In conclusion, the literature review reveals that delivering smart cities involves a multifaceted approach. Key strategies include leveraging public–private partnerships, deploying IoT technologies, and prioritising sustainable infrastructure and green innovations. It also encompasses implementing smart building solutions, promoting citizen engagement and co-creation, adopting collaborative governance models, and developing integrated data and service delivery platforms. Additional components such as smart waste management systems, cloud computing, smart healthcare services, integrated transport networks, urban digital twins, and the use of data analytics and artificial intelligence play crucial roles in enhancing the efficiency and sustainability of construction and urban development.
Limitations
Although numerous empirical studies exist, the literature on smart city implementation within the construction industry remains limited, particularly in addressing alternative approaches such as augmented reality, circular economy practices, Mobility as a Service (MaaS), 5G connectivity, and strategies for resilience and disaster management in the context of sustainable construction.
Research methodology
All other methodological components were selected based on the research design employed (Sileyew, 2019). This study adopted a descriptive survey research design as its primary structure. A descriptive approach is crucial for comparing and contrasting data, as well as identifying relationships between variables (Agedu, et al., 2011). It enables researchers to gain insights into important phenomena as they occur in real time while accounting for multiple factors and circumstances.

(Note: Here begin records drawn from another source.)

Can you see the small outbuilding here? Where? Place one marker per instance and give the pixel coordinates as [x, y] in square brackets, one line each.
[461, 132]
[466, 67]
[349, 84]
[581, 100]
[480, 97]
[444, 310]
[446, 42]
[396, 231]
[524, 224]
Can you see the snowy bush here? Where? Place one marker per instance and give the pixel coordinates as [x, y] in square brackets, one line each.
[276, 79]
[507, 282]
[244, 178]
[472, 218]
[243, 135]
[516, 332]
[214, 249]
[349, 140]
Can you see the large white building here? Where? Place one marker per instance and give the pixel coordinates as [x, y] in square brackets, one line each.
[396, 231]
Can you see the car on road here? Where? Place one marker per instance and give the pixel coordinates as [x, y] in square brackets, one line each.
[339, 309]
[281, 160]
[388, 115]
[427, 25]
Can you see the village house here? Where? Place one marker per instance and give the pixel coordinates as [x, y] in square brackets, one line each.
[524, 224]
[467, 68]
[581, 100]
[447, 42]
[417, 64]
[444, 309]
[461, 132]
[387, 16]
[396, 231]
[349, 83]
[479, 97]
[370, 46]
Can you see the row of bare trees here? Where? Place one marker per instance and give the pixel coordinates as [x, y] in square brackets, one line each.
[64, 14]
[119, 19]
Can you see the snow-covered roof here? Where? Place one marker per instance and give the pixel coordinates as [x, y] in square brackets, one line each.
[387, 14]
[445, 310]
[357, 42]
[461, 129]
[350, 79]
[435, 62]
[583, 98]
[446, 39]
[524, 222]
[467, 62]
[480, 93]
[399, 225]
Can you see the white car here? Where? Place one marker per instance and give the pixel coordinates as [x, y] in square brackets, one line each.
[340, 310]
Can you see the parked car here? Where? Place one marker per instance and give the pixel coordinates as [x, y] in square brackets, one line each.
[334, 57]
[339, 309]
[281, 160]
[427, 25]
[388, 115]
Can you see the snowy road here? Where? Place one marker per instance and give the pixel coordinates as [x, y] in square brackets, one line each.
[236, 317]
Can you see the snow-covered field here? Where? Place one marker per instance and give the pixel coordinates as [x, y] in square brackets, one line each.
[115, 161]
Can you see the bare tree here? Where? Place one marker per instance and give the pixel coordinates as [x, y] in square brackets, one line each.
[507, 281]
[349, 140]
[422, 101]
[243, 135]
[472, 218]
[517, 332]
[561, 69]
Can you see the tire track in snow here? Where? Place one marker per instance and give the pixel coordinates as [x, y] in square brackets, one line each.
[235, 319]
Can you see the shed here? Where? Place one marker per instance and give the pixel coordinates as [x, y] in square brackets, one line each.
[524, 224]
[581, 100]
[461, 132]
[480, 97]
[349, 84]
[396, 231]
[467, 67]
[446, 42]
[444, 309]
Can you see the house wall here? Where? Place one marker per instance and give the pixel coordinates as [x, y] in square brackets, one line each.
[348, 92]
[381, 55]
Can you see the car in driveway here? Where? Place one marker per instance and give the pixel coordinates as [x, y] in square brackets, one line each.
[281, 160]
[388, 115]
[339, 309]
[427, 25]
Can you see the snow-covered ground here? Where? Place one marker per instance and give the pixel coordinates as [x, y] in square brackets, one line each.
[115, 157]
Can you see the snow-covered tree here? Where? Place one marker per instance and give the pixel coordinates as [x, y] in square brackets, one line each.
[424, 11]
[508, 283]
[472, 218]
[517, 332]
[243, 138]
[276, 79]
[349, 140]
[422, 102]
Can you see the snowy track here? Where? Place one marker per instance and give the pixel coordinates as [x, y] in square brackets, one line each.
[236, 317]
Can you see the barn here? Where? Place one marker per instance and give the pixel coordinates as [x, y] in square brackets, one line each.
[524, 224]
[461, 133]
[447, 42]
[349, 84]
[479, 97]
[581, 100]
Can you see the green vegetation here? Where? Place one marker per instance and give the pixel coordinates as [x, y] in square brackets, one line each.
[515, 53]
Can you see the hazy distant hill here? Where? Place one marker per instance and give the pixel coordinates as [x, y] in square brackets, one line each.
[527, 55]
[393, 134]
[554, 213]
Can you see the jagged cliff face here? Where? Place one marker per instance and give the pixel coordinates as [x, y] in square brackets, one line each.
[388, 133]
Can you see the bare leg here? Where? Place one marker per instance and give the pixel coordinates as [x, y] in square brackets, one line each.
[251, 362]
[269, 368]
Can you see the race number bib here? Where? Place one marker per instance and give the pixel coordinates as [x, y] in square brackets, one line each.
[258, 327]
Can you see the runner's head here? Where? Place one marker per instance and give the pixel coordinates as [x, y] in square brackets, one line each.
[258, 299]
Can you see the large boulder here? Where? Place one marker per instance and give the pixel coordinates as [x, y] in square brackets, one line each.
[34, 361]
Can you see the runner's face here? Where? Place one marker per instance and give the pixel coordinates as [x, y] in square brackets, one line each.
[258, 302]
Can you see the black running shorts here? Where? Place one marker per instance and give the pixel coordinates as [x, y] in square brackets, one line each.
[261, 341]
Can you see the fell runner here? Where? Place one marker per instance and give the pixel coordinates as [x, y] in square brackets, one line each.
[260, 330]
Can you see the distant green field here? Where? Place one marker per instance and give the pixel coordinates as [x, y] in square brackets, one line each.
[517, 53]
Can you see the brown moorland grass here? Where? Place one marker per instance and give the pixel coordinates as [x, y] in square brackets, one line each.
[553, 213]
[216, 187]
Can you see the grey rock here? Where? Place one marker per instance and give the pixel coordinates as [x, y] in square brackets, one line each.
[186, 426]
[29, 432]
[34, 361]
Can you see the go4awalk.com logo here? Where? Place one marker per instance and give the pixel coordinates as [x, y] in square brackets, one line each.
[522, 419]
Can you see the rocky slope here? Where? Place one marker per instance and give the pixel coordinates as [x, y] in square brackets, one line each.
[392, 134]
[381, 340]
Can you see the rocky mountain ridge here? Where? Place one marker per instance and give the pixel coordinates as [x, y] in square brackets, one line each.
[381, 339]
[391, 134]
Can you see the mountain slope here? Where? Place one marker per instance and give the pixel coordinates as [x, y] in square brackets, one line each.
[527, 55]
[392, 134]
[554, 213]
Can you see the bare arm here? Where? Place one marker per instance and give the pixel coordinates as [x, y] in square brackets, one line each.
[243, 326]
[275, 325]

A literature review was conducted to ascertain the study variables. A quantitative research approach was used, with data collected from respondents through structured questionnaires, resulting in a robust dataset. The target population comprised construction professionals working in sustainable construction projects across five regions of Ghana: Ashanti, Greater Accra, Eastern, Western, and Northern. These professionals included architects, engineers, quantity surveyors, project managers, and site supervisors. A purposive sampling technique was used to ensure that the participants had relevant experience and knowledge in sustainable construction and technological innovation. Questionnaires were chosen as the data collection instrument because they are effective tools for gathering a wide range of information from a large respondent pool. The questionnaire was divided into two sections: Section One captured biodata, while Section Two focused on indicators for smart city delivery. A five-point Likert scale (1 = strongly disagree to 5 = strongly agree) was used to measure responses.
To refine the questionnaire, a pilot study was conducted involving eight participants, three academicians, and five field practitioners knowledgeable about smart city concepts were engaged to review the questions. According to Adu Gyamfi, et al. (2022), pilot studies help researchers refine their instruments, improve understanding of the research topic, and estimate the time and resources required for the full study. The final survey was administered using Google Forms, and each respondent was contacted by phone to obtain consent before receiving the survey link. As supported by Adu Gyamfi, et al. (2024), contacting respondents directly by phone before sharing a Google Form link increases response rates compared to distribution via WhatsApp platforms.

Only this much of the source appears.